Zusammen mit meinem neuen Freund machte das Leben gleich doppelt so viel Spaß und dennoch verspürte ich auch immer wieder den Drang, mein Eiland zu verlassen. Gemeinsam schmiedeten wir einen Plan und bauten uns aus Baumstämmen ein schmuckes kleines Boot, als auf einmal eine helle Stimme ertönte.

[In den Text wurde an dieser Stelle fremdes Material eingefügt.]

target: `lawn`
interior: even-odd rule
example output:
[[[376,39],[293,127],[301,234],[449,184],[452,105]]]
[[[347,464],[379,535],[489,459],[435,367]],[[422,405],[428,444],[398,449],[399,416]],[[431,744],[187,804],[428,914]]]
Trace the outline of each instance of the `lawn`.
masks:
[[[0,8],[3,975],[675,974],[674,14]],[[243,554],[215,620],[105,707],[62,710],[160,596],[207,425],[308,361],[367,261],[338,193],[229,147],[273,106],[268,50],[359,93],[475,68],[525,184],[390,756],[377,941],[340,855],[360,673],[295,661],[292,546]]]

„Bert! Nun beeil’ dich mal ein bisschen und trödel’ nicht so lange in der Badewanne herum.“ Verwirrt blickte ich um mich, dabei geriet ein wenig Badeschaum in meine Augen und ich jaulte auf. „Ach, stell’ dich nicht so an,“ sagte die helle Stimme. Ich erwachte aus meinem Tagtraum. Meine Mama hob das Buch auf, das neben der Badewanne lag: Robinson Crusoe. 

„Und, meine kleine Wasserratte,“ fragte sie‚ „weißt du schon, wie die Geschichte ausgeht?“ „Bestimmt gut,“ antwortete ich grinsend, während meine Mama mir den Rücken trocken rubbelte. Ja, da war ich mir ganz sicher.